Lately I have been seeing a fair bit of discourse on this site in regards to the messaging and tone that leftists are accused of using when addressing people who have joined the military. I've decided to write this wall of incoherent text to give my thoughts on the issue. The stances that I am addressing can be seen in posts like this: https://hexbear.net/post/50662
There are other examples of this discussion but I don't have all the threads saved, still if you've been here for a while you may have already seen a few of these struggle sessions already and know what I'm talking about.
The main critique that people seem to have of posts like this, i.e. posts that are critical of people who have joined the military in the imperial core, is that we shouldn't criticise individuals for joining the military as many of them simply join because their material conditions leave them with few other options for making a living. That we have to try and reach out to these people in a way that gets them on our side. After all in any kind of revolution or armed struggle that takes place we will need the support of members of the military, or at least some sympathetic personnel who are trained in combat.
Whilst I don't deny that material conditions are a key factor for many people that join the military and am in favour of getting more of these people to come to the left, I find this critique somewhat hollow for a number of reasons. Firstly, it's rather naive to think that most people join primarily due to material conditions. The military is often filled with reactionaries and this is no accident. The jingoistic and nationalistic rhetoric that drives recruitment propaganda ensures this, and this isn't unique to the USA. Take this story about soldiers in UK using pictures of Jeremy Corbyn for target practice: https://www.bbc.co.uk/news/uk-england-essex-48868071. Many of these people have absolutely no sympathy for the left, and see it as a threat to their country. Any attempt to reach soldiers like this is going to be extremely difficult, if not next to impossible. For me the argument of converting them bears the same hallmarks of the argument that we should be converting members of the alt-right.

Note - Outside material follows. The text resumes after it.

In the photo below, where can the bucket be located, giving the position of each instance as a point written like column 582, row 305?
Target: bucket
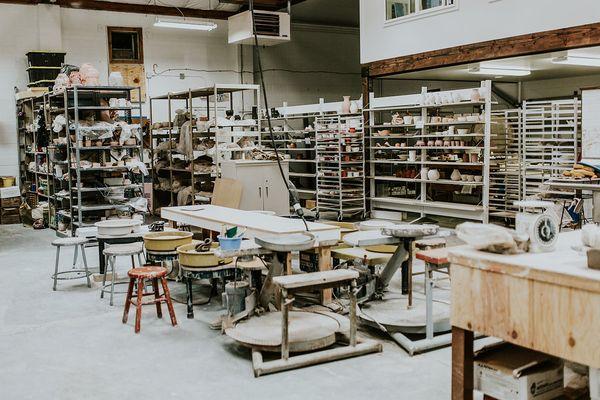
column 8, row 181
column 230, row 243
column 234, row 298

Sure, it would be good to de-radicalise these people, but why should this be the left's priority when there are vastly more people whose very existence is threatened by them, and would be far more sympathetic and easier to reach out to?

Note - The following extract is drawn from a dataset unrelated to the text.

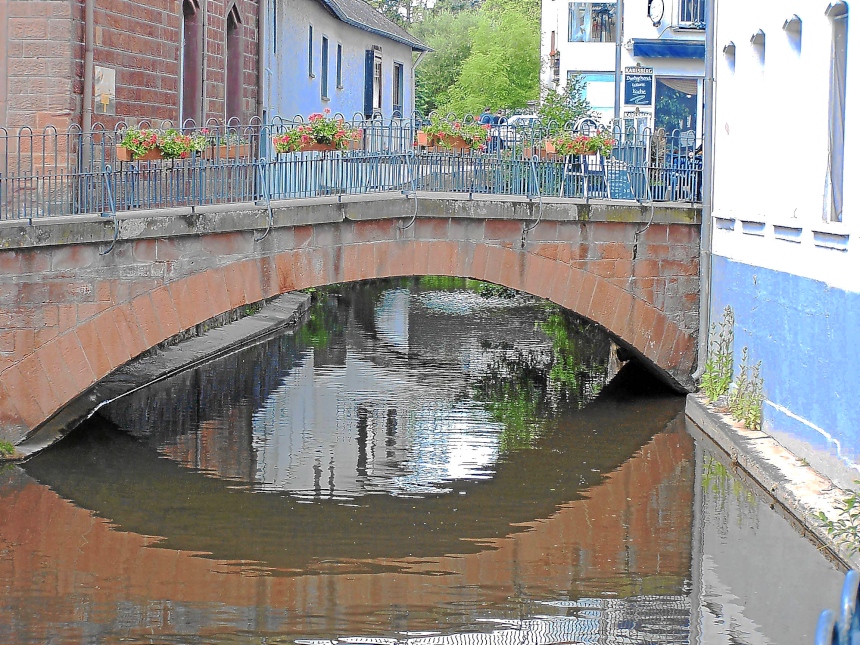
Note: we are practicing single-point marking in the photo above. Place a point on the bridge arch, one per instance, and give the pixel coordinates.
(80, 315)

The other argument I've seen is that it is not particularly useful to make critiques against individuals and we should instead be aiming to critique the system, and that harsh rhetoric against individuals is more about people on the left trying to claim some kind of privileged moral high ground and purity. Of course it's absolutely critical that our arguments should include how the imperialist system itself is fundamentally destructive, but should this really be in complete substitution to points made in the posts like the one linked above? I find it extraordinary that a community based on chapotraphouse would take such issue with an admittedly intentionally inflammatory post like this. The entire dirtbag left movement has been built around the idea of not mincing rhetoric, that bullying works. Is it not true that there is something quite morally bankrupt about a person who has joined the military for the financial incentives (be it as it may that their material conditions left them with few alternatives), knowing full well that they may have to directly or indirectly be a part of an imperialist war machine that has killed millions of innocents across the world? Is this not in some ways even more dubious than a person who joined the military with the genuine belief that they were defending their country from genuine threats? Uncompromising rhetoric and harsh criticism has been a key part of the dirtbag left, and I see no reason why this should stop. Bullying works. I know that for me personally I have been pushed further left because this attitude forced me to question my own reactionary thoughts and beliefs, and I am sure this is the case for many other people here.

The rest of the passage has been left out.